My husband and I together pick up trempim. If I drove, I wouldn't pick them up alone. Unfortunately, as we are still "greeners," we tend to profile.
rr- one time I was driving in J-m and this little old man practically jumped in front of my car, stopping me and demanded that I drive him down the street to his house. It wasn't violent or anything but it was like "of course you're going to stop, let me in and take me where I want", which of course I did. I joked for weeks after that I was car jacked by an 80 year old man. Only in Israel!
our year in israel after high school we also trempped all the time and never told our parents. i will give people rides out from our yishuv whether i know them or not and at the tzomet chayalim sometimes i'll stop, sometimes not but i always feel guilty when i don't. i don't mind stopping for girls but once you stop you can't control who gets into the car. once i stopped and this guy got in, sat next to me, and my heart pounded till he finally got out. paranoia? yes. but still. so no easy answers, but i feel your pain.
Do native Israeli women get nervous about picking up trempers as well?
I actually remembered that I have picked up a couple of people, both times when I was at a local, smallish shopping center and the women asked me as I was walking to the car if I was going to a specific place, which I was. For some reason I didn't feel threatened at all.

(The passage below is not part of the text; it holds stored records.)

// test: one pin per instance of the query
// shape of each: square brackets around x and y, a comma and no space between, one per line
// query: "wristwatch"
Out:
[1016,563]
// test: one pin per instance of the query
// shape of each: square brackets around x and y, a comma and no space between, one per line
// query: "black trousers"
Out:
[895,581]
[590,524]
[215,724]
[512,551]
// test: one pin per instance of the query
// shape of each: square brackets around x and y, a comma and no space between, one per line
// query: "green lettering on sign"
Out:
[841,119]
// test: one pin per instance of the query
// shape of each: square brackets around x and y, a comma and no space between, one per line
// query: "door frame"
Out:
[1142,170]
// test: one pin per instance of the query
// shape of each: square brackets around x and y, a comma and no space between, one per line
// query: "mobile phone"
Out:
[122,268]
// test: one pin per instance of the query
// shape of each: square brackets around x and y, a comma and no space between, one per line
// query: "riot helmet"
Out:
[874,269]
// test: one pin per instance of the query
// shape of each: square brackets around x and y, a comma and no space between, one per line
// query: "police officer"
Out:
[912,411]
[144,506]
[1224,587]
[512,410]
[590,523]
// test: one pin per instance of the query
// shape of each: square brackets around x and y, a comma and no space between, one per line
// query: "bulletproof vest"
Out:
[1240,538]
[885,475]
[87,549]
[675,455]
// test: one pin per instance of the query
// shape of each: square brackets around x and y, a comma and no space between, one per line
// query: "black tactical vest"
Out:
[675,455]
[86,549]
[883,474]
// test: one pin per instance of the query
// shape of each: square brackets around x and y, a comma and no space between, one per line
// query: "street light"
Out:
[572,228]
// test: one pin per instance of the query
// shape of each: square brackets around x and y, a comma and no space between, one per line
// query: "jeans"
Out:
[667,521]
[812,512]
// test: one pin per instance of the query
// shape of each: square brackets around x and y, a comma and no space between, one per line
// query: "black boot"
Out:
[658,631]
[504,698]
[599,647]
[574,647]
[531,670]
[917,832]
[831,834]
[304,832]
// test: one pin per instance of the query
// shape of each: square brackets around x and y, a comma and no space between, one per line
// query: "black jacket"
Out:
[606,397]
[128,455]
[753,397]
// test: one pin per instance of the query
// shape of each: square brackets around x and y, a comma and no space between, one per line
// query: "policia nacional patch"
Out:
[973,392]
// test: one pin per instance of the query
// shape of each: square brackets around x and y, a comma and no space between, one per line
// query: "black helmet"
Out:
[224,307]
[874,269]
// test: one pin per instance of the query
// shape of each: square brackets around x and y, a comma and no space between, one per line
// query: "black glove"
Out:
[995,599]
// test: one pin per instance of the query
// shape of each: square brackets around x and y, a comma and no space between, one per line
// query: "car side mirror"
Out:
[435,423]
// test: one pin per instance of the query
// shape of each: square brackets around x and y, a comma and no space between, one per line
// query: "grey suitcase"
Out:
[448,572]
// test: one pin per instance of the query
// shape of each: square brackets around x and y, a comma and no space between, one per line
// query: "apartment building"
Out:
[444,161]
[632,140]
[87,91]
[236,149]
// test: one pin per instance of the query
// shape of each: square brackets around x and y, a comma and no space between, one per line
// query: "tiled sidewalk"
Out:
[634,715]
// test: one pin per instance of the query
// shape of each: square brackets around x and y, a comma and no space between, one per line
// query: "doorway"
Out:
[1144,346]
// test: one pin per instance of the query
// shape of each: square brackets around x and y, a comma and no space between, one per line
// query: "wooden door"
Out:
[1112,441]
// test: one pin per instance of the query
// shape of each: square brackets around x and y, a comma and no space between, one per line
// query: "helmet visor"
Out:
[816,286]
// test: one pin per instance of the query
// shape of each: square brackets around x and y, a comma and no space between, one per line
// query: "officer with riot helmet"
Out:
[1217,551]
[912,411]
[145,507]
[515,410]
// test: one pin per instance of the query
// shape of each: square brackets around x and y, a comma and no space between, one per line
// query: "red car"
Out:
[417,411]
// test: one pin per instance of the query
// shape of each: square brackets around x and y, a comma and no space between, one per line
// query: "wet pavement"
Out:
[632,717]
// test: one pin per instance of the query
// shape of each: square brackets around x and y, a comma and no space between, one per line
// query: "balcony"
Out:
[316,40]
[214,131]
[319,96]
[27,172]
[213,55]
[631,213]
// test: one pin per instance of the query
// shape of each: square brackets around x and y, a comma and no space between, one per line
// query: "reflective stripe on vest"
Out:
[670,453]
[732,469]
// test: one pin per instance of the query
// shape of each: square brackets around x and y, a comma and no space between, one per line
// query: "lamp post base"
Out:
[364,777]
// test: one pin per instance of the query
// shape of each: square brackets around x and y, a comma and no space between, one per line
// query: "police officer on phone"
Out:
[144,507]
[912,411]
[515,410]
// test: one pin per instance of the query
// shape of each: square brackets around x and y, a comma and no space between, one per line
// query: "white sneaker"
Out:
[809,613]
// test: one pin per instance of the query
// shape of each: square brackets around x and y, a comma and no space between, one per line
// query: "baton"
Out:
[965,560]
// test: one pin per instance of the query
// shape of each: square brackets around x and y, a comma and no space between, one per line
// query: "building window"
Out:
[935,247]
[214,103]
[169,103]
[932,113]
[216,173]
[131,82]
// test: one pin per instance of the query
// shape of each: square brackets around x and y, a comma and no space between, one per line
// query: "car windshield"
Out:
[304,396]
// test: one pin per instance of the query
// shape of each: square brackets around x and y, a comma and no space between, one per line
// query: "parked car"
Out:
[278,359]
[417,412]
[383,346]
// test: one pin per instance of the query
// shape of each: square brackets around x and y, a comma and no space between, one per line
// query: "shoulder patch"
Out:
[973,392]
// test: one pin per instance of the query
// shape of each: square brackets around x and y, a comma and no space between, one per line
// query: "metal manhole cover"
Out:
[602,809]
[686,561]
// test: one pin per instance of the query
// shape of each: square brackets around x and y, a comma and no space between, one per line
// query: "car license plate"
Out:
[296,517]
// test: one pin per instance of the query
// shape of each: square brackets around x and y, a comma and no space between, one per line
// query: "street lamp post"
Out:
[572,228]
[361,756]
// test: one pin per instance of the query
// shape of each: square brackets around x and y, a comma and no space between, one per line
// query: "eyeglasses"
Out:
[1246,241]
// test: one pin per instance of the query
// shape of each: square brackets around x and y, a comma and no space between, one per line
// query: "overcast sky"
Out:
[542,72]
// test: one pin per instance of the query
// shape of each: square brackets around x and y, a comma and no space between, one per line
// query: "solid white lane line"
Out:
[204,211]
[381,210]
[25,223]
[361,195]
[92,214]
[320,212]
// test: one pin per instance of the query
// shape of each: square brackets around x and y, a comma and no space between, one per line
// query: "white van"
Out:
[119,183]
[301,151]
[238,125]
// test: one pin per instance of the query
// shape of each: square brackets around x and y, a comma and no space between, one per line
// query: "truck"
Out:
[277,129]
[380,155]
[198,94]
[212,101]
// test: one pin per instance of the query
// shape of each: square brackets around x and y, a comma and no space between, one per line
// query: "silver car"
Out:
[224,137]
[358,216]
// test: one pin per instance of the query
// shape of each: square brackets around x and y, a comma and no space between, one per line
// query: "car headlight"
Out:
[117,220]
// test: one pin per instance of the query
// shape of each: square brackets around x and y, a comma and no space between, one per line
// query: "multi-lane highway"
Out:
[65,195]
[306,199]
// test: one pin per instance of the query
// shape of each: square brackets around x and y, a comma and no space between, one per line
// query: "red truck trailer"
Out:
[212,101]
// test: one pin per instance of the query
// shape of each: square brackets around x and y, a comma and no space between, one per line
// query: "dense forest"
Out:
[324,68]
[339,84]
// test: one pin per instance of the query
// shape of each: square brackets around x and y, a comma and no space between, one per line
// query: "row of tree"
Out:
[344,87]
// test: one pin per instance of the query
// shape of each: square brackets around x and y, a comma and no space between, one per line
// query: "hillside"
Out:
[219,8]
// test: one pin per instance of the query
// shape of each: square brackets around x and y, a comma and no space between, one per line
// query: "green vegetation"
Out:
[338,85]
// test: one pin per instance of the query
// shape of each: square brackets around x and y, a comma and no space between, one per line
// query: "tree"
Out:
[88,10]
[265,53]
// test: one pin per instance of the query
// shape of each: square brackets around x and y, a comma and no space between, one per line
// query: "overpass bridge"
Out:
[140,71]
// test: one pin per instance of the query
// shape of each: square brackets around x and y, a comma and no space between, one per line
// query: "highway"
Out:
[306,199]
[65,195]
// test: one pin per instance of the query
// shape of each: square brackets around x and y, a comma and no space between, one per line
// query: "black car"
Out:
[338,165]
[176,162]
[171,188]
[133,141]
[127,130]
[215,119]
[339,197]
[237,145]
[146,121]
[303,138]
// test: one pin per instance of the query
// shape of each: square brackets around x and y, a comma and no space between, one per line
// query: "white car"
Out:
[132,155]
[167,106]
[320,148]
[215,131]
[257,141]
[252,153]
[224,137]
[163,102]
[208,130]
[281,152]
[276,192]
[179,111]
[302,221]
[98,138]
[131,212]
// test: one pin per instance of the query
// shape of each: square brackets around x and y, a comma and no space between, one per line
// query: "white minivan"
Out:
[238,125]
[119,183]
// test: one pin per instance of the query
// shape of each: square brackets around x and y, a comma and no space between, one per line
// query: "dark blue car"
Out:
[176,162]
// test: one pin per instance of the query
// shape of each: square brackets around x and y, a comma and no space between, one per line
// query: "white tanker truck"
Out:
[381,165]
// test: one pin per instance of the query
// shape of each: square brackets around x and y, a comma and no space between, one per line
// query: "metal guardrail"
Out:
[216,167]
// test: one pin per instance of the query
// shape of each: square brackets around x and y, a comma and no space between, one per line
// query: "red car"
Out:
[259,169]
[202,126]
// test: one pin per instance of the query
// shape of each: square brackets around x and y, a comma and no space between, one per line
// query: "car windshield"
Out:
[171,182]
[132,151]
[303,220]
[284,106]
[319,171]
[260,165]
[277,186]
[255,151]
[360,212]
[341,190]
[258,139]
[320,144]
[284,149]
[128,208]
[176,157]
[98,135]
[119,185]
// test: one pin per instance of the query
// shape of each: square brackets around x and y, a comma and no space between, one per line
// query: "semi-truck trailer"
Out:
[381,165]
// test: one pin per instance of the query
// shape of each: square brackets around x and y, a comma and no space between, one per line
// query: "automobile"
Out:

And I guess if I lived on a Yishuv with people waiting at the trempiada, I'd probably get used to the idea of stopping as well.
Do you guys let your children tremp? Or did you when they were younger?
I understand that in Brooklyn, aggressive little old women will hop in a car for a ride home. sort of the americanized version...
When my daughter told me she tremps, I freaked out. No, i'm not proud of my reaction (and she loves to imitate my near hysteria), but I saw a LOT of movies....
Be careful everyone.
CK
I inadvertantly picked up a tremper....I stopped at a red light, and the 80+ old lady on the corner was sure I had stopped for her because she needed a ride to Talpiot, so she just got in and chattered to me in Hebrew, most of which I wholly failed to comprehend.....but I drove her to Talpiot anyway. Didn't worry much about being mugged by someone that age and female....
I would never tremp or pick up most trempers--from my days in the Old Country as a criminal prosecutor, I was too aware that 90% of all hitchhikers have criminal records, and a huge percentage of men who pick up women do so with criminal intentions.
Aliyah--that's what I mean. In America if you hitchhiked or picked up a hiker, you would be probably be raped and killed. But here that rarely happens.
Twelve years ago, as newlyweds, Eric and I had the money for a flight to Israel for our honeymoon and that was it. So we tremped everywhere (including into gaza!) we told our parents that we were taking buses (and they were nervous about that)
I remember what it felt like to stand out in the heat hoping someone would stop so now I insist Eric pull over whenever we see a tremper. But would I do it if I was driving alone? If it was a woman, probably, but not for a man. The states are too firmly ingrained in my psyche.